The next day, Bang Hwajung and Hwang Sayong went to the city hall, across the street from the cathedral, secured a list of registered lawyers, and hired one from a nearby office. With this lawyer, they sought out each of the hacendados who were trying to avoid paying the one hundred pesos and negotiated the matter.
A few days later, after Jo Jangyun had gone back to the hacienda, the Deva King, Kim Seokcheol, said, “There is another important problem.” “What is that?” asked Bang Hwajung. Kim Seokcheol brought two Koreans to them. They called themselves Shin Bonggwon and Yang Gunbo. They had married Mayan women and had children; they asked to be able to bring their wives and children out from the haciendas with them. They said that there were many others in a similar position. Shin Bonggwon’s wife had had three children during those four years. “My, you’ve been prolific,” joked Bang Hwajung, but they did not laugh. Bang Hwajung and Hwang Sayong never once thought the matter would be difficult or serious. They couldn’t imagine that anyone would not be allowed to bring his family. They made up their minds to meet with the hacendados and settle the matter. “Who would be best to visit first?” Those who knew the situation in the Yucatán recommended Don Carlos Menem of Chenché hacienda.
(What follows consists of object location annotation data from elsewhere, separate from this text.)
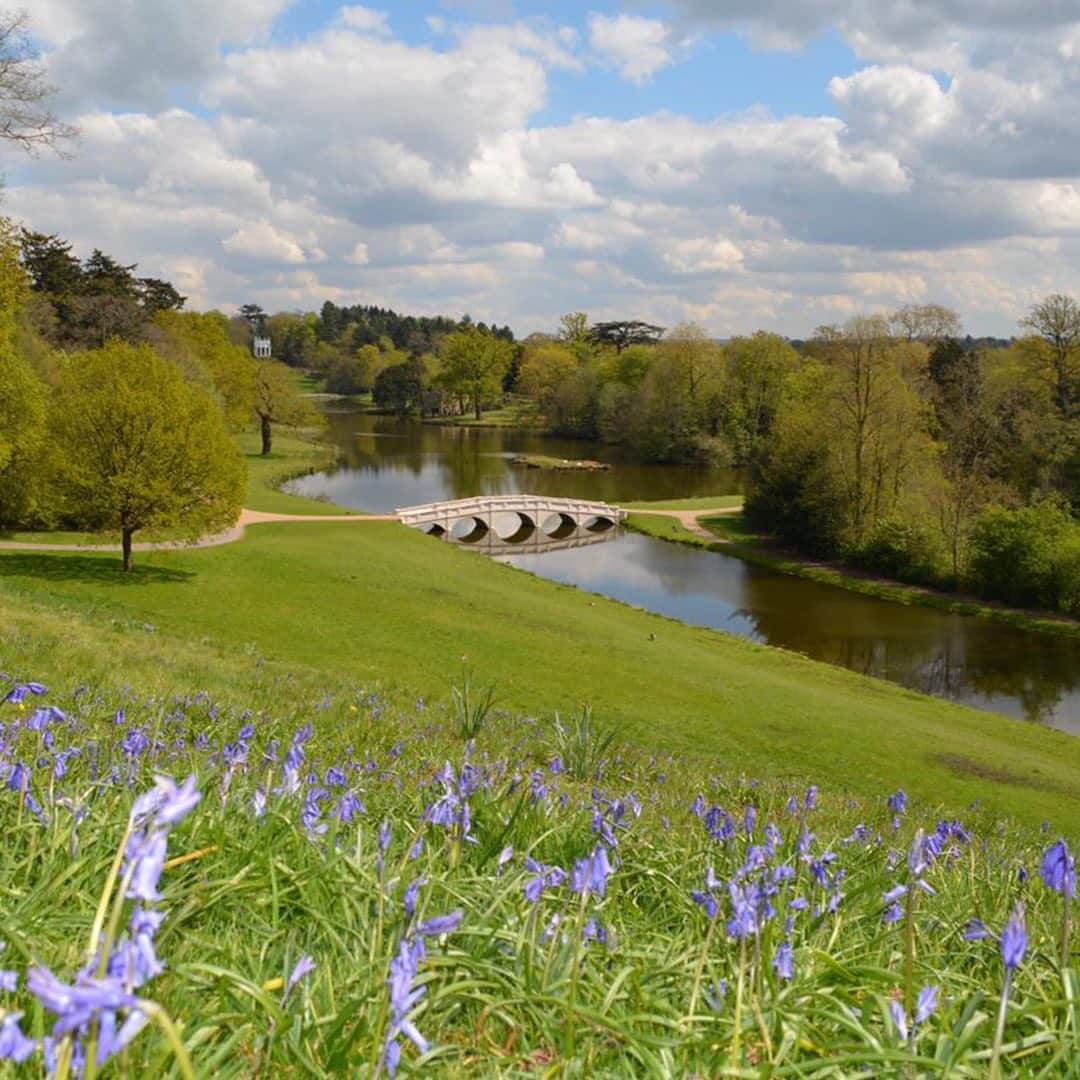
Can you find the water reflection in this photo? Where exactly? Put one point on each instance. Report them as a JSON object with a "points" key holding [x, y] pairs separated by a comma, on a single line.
{"points": [[392, 463], [530, 541], [387, 462], [1033, 676]]}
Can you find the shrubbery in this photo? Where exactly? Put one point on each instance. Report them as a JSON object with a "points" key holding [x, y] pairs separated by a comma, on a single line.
{"points": [[1028, 556]]}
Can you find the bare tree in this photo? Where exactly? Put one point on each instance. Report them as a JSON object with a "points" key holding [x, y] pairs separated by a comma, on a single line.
{"points": [[930, 323], [1056, 320], [25, 118]]}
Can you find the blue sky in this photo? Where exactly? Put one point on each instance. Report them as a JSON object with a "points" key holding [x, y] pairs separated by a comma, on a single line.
{"points": [[747, 164]]}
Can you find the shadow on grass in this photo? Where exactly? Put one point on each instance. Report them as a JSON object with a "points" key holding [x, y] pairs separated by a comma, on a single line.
{"points": [[57, 566]]}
Yet Don Carlos Menem was unexpectedly obstinate on the issue. It was not so much that his attitude was resolute; he just did not believe there was any need to discuss it. He simply laughed. “Children born on a hacienda belong to the hacendado. To whom does the woman belong? To me, the hacendado. Now this woman has a child. So to whom does it belong?” Bang Hwajung said, “In our country, we consider the child to belong to the father.” Menem lit his cigar. “This is not your country. And would you be able to prove that he is really the father of that child? Do you know why a child is given the father’s family name in all the countries of the world? Because only then will fathers believe that the children are theirs and feed, house, and raise them. The family name is the social answer to a father’s mistrust. The only thing that is certain is that the mother gave birth to the child. On the haciendas here, the identity of the father is uncertain, unclear, and unnecessary. Go back and ask in Mérida. The law is on my side. The law does not like such vagaries.”